23 février 2006 — Un lecteur (ils sont beaucoup à l’honneur ces derniers temps) nous signale, sur le Forum correspondant (en date du 21 février), que le texte sur “la fin de l’Occident…” est un « mauvais plagiat ». Ce même lecteur, nous renvoie ensuite sur un Forum de discussion du même texte publié par ailleurs, où nous devons lire une exécution en règle de la thèse. Nous découvrons, effectivement, une attaque en règle. Il s’agit en gros d’une chanson de geste à la gloire des vertus économiques des Etats-Unis, celles-ci assurant en fin de compte la pérennité du dollar pour les années et les décennies à venir, et notamment sa solidité sans crainte contre les attaques prévues pour le mois de mars.

C’est intéressant mais de peu d’intérêt pour le cas. Que la thèse soit ou non un plagiat n’est qu’une question marginale, du moment que la thèse existe et participe d’un courant général des événements, du moment qu’elle s’inscrit dans une humeur psychologique caractéristique. Le plagiat est une notion qui se discute et qui n’est pas nécessairement dépourvue de vertus (nombre de grandes pièces du répertoire classique pourraient être considérées stricto sensu comme des plagiats des tragédies antiques. Il s’agit de variations sur un même thème, d’ailleurs reconnues sans la moindre arrière-pensée. L’apport se fait au niveau de la variation). La vanité d’auteur est mauvaise conseillère, c’est un trait moderniste fondé sur l’individualisme érigé en vertu suprême. Ce n’est pas notre cas dans l’appréciation que nous avons. Il y a des œuvres collectives à faire et la façon dont nous concevons notre travail s’inscrit dans cette perspective.
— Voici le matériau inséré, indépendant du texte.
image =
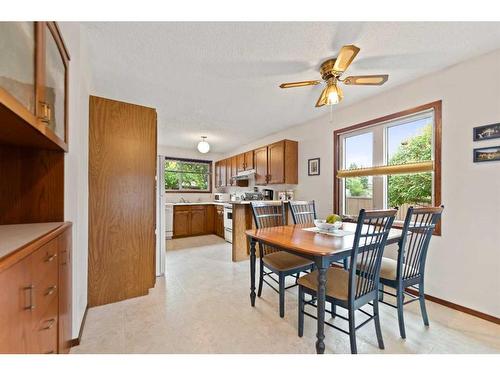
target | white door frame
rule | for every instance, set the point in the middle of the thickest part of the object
(160, 217)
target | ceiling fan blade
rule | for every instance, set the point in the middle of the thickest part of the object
(374, 80)
(345, 57)
(288, 85)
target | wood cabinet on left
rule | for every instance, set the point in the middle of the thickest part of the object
(33, 85)
(35, 295)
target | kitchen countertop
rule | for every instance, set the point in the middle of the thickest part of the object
(212, 202)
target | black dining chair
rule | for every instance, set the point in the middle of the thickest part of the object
(303, 212)
(281, 263)
(409, 268)
(358, 286)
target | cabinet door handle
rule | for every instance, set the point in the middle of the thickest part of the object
(31, 305)
(51, 290)
(49, 326)
(50, 258)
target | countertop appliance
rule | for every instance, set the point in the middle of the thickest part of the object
(268, 194)
(169, 221)
(221, 197)
(228, 223)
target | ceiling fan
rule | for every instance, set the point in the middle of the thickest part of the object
(331, 70)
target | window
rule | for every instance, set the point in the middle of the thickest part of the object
(185, 175)
(393, 161)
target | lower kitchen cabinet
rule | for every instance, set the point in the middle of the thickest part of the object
(35, 295)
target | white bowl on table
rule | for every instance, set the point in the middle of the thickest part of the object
(323, 225)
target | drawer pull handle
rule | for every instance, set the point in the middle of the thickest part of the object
(50, 258)
(51, 290)
(31, 306)
(49, 326)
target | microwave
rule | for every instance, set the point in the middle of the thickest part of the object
(221, 197)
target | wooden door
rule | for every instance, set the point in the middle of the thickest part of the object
(122, 170)
(65, 291)
(198, 220)
(223, 174)
(249, 160)
(240, 162)
(260, 159)
(16, 296)
(276, 163)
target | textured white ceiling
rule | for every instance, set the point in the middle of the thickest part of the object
(221, 79)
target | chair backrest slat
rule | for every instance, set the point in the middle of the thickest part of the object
(303, 212)
(418, 228)
(370, 238)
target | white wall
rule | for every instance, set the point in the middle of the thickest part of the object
(189, 154)
(76, 164)
(464, 263)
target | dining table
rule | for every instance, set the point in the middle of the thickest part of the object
(321, 247)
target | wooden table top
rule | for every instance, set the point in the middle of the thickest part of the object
(294, 237)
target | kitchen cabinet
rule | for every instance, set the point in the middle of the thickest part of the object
(33, 85)
(260, 158)
(218, 182)
(198, 220)
(35, 292)
(219, 221)
(248, 160)
(223, 173)
(240, 163)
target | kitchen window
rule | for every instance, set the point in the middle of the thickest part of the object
(188, 175)
(393, 161)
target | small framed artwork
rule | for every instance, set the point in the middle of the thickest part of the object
(482, 133)
(487, 154)
(313, 167)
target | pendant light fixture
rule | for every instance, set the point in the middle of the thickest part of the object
(203, 145)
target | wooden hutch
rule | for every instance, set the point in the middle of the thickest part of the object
(35, 242)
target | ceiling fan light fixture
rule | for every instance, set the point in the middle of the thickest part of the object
(203, 145)
(332, 94)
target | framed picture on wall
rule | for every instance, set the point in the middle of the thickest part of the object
(313, 167)
(482, 133)
(487, 154)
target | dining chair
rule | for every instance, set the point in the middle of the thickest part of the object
(409, 268)
(280, 263)
(304, 212)
(358, 286)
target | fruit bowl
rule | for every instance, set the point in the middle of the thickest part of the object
(323, 225)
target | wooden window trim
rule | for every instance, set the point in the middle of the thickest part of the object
(437, 107)
(210, 167)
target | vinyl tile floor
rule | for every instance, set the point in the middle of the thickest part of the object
(202, 305)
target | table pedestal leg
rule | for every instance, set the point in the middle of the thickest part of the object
(252, 271)
(320, 335)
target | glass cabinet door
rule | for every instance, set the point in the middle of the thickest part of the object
(17, 61)
(53, 107)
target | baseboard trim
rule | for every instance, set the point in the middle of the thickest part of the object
(457, 307)
(76, 342)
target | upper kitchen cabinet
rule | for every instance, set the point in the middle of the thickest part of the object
(33, 85)
(52, 80)
(260, 158)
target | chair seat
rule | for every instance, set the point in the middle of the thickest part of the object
(389, 268)
(337, 282)
(283, 261)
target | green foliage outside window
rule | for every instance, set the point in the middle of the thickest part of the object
(414, 188)
(187, 175)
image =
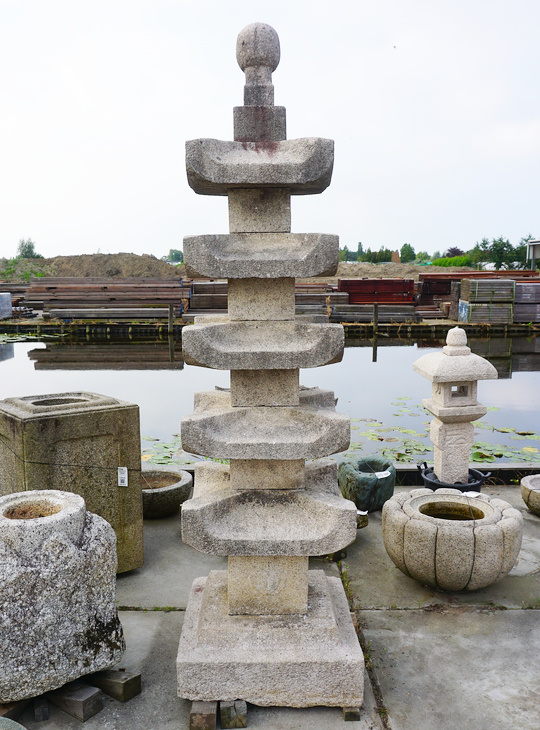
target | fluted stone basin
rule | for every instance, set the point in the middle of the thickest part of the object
(449, 540)
(164, 492)
(530, 491)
L’intérêt de toutes ces choses, notamment de la thèse sur “la fin de l’Occident…” mais aussi du discours du 15 février de Ron Paul, est effectivement de s’inscrire dans le grand courant d’une tension que l’on perçoit montante et bouillonnante, et nullement dans leur exclusivité ni dans l’événement économique qu’elles prétendent décrire. L’intérêt est, justement, de voir grandir une grande tendance psychologique, animée par la perception d’une tragédie possible, extrêmement diverse et qui n’est pas sous contrôle d’une seule puissance (comme l’était l’attaque de l’Irak) ; et l’intérêt est encore plus d’identifier cette tendance, d’en découvrir les chatoiements et les potentialités. Cette diversité du drame possible, la diversité des thèmes qui l’animent (pétrole, nucléaire, dollar, USA, Europe, sans oublier les nouvelles sur Internet), voilà les facteurs qui déterminent cette montée de la tendance psychologique et aident à l’identifier. C’est là que se trouve le nœud inexplicable, — qu’on ne peut ni deviner par avance ni expliquer par la seule analyse rationnelle après, — de cette sorte de tragédie en train de se nouer.
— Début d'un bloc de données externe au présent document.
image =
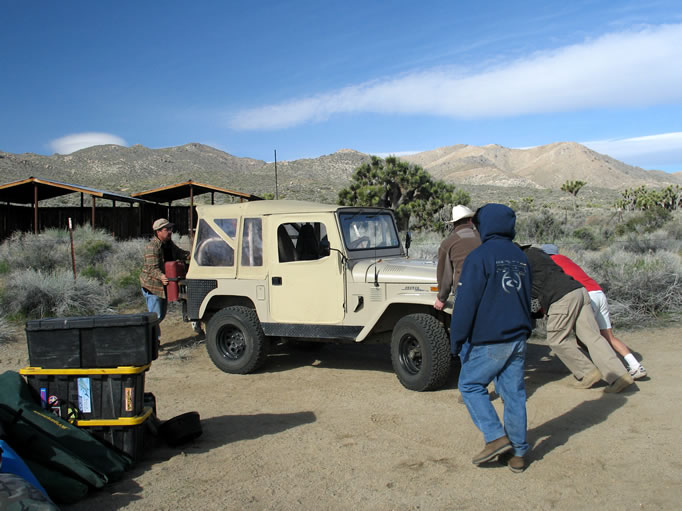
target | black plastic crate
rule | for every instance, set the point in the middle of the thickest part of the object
(129, 435)
(89, 393)
(93, 341)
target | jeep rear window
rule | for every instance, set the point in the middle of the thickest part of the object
(362, 231)
(302, 241)
(211, 249)
(252, 242)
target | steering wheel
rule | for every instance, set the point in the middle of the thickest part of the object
(356, 244)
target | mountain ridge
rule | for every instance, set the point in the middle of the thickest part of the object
(137, 168)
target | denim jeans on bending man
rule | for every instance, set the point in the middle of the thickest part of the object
(503, 363)
(156, 304)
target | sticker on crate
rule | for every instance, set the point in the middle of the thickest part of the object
(84, 402)
(129, 399)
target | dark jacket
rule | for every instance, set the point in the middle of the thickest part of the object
(493, 295)
(550, 283)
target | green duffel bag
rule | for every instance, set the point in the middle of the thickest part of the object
(38, 435)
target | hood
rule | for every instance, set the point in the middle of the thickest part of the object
(395, 270)
(496, 220)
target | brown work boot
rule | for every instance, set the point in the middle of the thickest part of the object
(620, 384)
(516, 464)
(492, 449)
(588, 380)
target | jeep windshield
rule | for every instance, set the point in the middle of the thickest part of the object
(369, 230)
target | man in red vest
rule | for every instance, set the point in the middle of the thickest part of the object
(600, 306)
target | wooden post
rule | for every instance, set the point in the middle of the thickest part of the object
(191, 211)
(35, 208)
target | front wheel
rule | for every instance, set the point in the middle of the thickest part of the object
(420, 352)
(235, 340)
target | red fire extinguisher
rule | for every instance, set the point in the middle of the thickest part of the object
(175, 271)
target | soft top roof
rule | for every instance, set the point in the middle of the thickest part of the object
(276, 207)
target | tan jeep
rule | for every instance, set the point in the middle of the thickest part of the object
(266, 270)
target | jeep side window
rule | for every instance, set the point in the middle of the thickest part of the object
(301, 241)
(252, 242)
(363, 231)
(211, 249)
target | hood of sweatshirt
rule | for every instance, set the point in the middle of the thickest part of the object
(496, 220)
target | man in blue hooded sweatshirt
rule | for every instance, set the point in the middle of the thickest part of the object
(491, 321)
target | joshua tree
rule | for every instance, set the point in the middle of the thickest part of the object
(573, 187)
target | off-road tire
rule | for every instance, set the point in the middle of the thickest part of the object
(420, 352)
(235, 340)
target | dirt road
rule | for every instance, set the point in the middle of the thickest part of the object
(333, 429)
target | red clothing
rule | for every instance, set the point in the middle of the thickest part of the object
(573, 270)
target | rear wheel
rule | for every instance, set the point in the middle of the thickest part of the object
(420, 352)
(235, 340)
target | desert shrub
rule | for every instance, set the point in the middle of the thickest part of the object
(45, 251)
(124, 266)
(424, 244)
(92, 246)
(586, 238)
(541, 227)
(35, 294)
(640, 287)
(646, 222)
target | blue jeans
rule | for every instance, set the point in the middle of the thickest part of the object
(503, 363)
(156, 304)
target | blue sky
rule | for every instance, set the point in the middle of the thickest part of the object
(307, 78)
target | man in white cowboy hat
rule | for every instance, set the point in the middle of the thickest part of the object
(453, 251)
(153, 280)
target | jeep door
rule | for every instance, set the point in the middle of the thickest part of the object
(306, 279)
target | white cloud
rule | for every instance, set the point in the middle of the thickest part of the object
(648, 151)
(631, 69)
(76, 141)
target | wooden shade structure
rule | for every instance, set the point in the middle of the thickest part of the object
(189, 190)
(33, 190)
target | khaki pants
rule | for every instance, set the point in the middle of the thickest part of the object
(574, 310)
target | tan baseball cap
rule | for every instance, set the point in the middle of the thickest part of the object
(459, 212)
(161, 223)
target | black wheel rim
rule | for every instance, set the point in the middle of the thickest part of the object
(230, 342)
(410, 353)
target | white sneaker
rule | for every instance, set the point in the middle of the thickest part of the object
(638, 373)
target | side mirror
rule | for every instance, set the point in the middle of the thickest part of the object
(324, 247)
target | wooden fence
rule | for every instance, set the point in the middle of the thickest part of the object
(124, 222)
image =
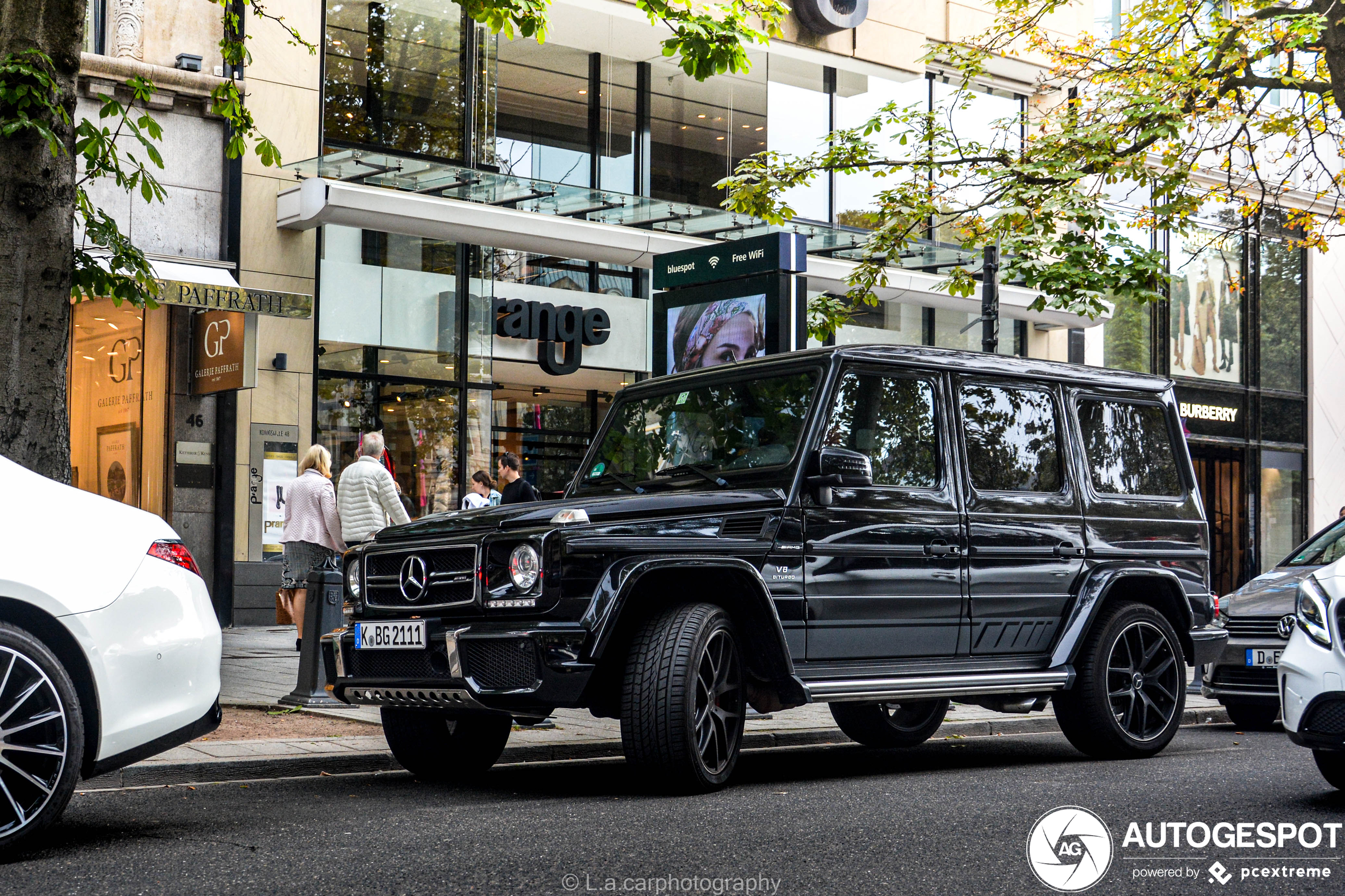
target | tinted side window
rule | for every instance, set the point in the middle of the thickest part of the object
(891, 420)
(1129, 449)
(1012, 442)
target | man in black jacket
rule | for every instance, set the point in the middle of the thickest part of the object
(517, 490)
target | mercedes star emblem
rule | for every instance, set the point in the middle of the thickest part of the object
(1285, 627)
(415, 581)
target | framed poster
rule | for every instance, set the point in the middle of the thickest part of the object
(725, 323)
(119, 463)
(273, 464)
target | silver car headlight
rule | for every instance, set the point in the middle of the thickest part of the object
(525, 567)
(353, 578)
(1313, 612)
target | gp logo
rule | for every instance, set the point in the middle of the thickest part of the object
(1070, 849)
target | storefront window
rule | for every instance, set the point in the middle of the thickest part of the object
(700, 131)
(858, 98)
(420, 428)
(800, 109)
(1281, 505)
(542, 112)
(1281, 316)
(393, 76)
(118, 402)
(549, 432)
(1207, 306)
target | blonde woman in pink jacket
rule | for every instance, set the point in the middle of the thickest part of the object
(312, 531)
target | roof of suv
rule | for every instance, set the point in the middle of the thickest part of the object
(967, 362)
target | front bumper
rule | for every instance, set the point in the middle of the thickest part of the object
(1207, 642)
(486, 667)
(1231, 679)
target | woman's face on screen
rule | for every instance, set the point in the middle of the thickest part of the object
(735, 341)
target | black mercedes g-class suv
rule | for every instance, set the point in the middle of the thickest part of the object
(883, 528)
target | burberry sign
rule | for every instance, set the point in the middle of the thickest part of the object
(236, 298)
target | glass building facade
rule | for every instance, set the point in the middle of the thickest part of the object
(1232, 336)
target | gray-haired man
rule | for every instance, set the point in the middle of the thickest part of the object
(366, 495)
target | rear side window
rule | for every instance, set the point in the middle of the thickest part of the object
(1129, 449)
(891, 420)
(1012, 442)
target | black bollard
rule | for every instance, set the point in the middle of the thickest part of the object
(322, 614)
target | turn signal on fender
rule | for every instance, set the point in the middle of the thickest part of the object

Ce qui caractérise notre époque est que nous pouvons, par contre, deviner la possibilité de la tragédie qui vient. La cause en est essentiellement le courant énorme d’informations et de communication qui annonce l’apparition du climat psychologique et qui contribue puissamment à le développer. Parfois, mais assez rarement dans le climat d’irresponsabilité et d’illusion qui domine, cela conduit certains à prendre des précautions supplémentaires (en général économiques pour le cas qui nous occupe, et dont l’intérêt est limité à ce domaine, et l’efficacité idem). De façon très différente parce qu’opérant dans le domaine psychologique, cela conduit à des réactions très diverses et radicales ; cela renforce les préjugés virtualistes (ceux des américanistes), dont la caractéristique est de tout interpréter à l’aune de la vanité qui les caractérise ; chez les autres, cela ouvre l’esprit à la possibilité de surprises et à l’inattendu. En cela, notre époque est unique. Elle est ouverte aux événements imprévus et, par ses réactions, et sans rien connaître de ces événements, elle favorise leur éclosion. Elle est, par rapport aux normes historiques, doublement, triplement imprévisible.

Pour ce qui concerne la “crise” d’un peu après les Ides de mars, si “crise” il y a, on a beaucoup cité comme référence ou comme modèle ces derniers jours, dans tel ou tel texte, tel ou tel commentaire, jusqu’aux observations anecdotiques, la Grande Dépression et son époque. Il y a en effet des similitudes et il y a aussi des différences. Mais il y a une constante : la psychologie. Nos grands économistes sont certainement attentifs au fait que, si la “science” économique a analysé les mécanismes de la Grande Dépression, elle n’en a toujours pas compris les fondements et la cause fondamentale. La Grande Dépression suit le crash d’octobre 1929 mais n’en est pas, logiquement et économiquement parlant, la conséquence, — notamment et essentiellement d’un point de vue chronologique, parce que l’Amérique avait, au printemps 1930, presque complètement récupéré du crash boursier d’octobre 29, — mais du seul point de vue financier, certes. Nous nous permettrons donc d’avancer dans le champ de notre hypothèse, qui est d’ailleurs sans gloire puisque déjà largement exploré (un plagiat, quoi) : c’est la psychologie.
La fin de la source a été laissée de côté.